The nation’s top infectious disease expert said Sunday the COVID-19 variant first isolated in the United Kingdom, and which is now in the United States, is more deadly even though current vaccinations provide protection against it.
In an interview on ABC News’ “This Week,” Dr. Anthony Fauci, the director of the National Institute of Allergy and Infectious Diseases, confirmed the U.K. variant B117’s virulence, which a study reportedly found is 30-70% more deadly.
“The U.K. has studied it. They find out that it transmits more efficiently from person to person, which really accounted for the big surge that they had in the U.K.,” Fauci said. “But recent studies also indicate that it is also a bit more deadly … It makes people more sick and it’s more likely to lead to serious complications.

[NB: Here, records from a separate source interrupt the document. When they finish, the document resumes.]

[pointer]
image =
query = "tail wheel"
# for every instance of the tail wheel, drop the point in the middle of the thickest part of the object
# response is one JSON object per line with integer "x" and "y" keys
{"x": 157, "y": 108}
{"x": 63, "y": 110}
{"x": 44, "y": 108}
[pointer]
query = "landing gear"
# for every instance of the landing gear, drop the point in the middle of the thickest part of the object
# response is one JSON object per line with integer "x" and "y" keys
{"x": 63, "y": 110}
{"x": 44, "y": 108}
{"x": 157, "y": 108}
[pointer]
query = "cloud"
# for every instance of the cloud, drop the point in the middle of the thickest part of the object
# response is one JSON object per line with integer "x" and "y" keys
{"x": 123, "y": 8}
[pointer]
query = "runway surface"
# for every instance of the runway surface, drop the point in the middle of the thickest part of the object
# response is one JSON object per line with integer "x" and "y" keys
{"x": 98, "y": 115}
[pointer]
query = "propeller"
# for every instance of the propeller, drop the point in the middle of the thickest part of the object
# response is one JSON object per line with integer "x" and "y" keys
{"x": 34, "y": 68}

“The somewhat comforting news is that vaccine that we are now currently distributing, the Moderna vaccine and Pfizer vaccine, clearly work against the variant,” he said.

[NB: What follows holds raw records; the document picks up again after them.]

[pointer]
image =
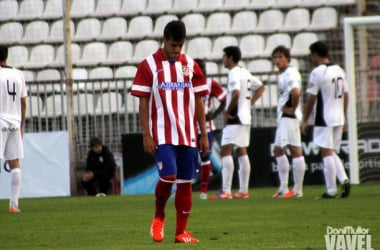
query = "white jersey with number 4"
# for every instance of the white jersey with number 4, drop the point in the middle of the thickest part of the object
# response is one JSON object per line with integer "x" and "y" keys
{"x": 12, "y": 89}
{"x": 328, "y": 82}
{"x": 241, "y": 79}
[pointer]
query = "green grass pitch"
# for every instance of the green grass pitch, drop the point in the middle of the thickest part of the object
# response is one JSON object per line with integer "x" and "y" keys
{"x": 123, "y": 222}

Fauci said a variant in South Africa appears to be more resistant to vaccine.
“The data that we got from South Africa is really quite sobering,” he said. “The South African isolate [B351] … is more problematic than the U.K. one in the sense that we know less about it, vis-a-vis whether it transmits more readily or not.

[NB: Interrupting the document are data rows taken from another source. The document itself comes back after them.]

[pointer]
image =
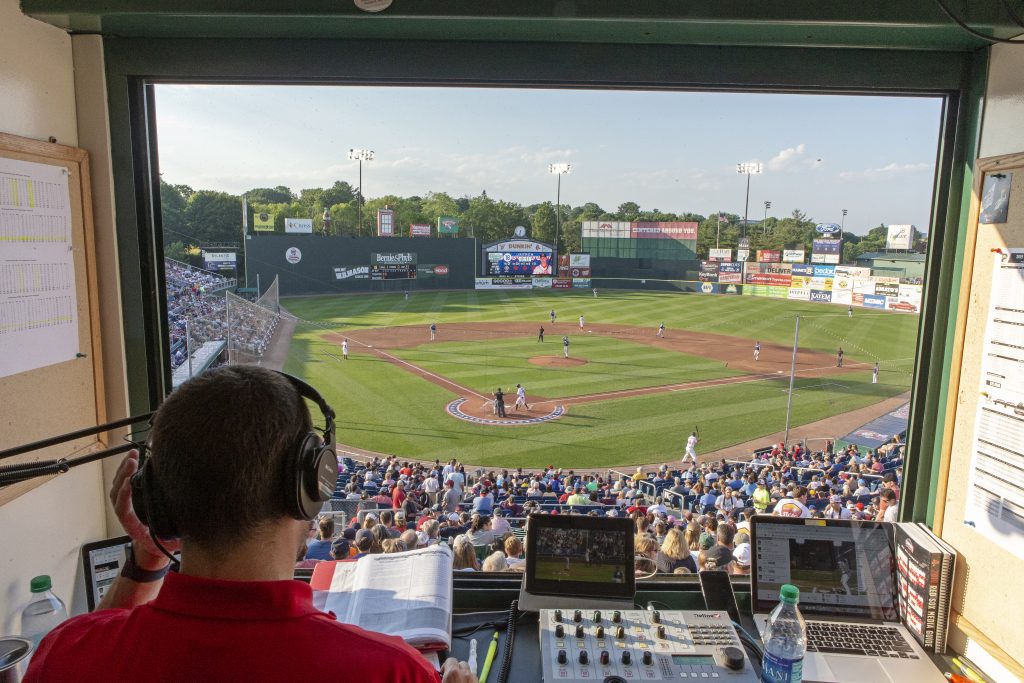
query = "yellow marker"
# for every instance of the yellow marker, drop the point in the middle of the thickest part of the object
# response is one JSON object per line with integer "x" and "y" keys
{"x": 489, "y": 658}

“But we do know that it evades the protection from some of the monoclonal antibodies, and it diminishes somewhat the capability and the effectiveness of the vaccine to block it.
“In South Africa, there were people who got infected with the original virus, recovered, and then got reinfected with this … South African variant — which tells us that prior infection does not protect you against reinfection, at least with this particular variant,” Fauci added.
“Somewhat good news is it looks like the vaccine is better than natural infection in preventing you from getting reinfected with the South Africa isolate,” he said.
On Wednesday, the Centers for Disease Control and Prevention issued new guidelines urging people to wear two cloth masks or medical-grade masks, when available, to limit the chance of spreading or contracting the various forms of the virus in circulation.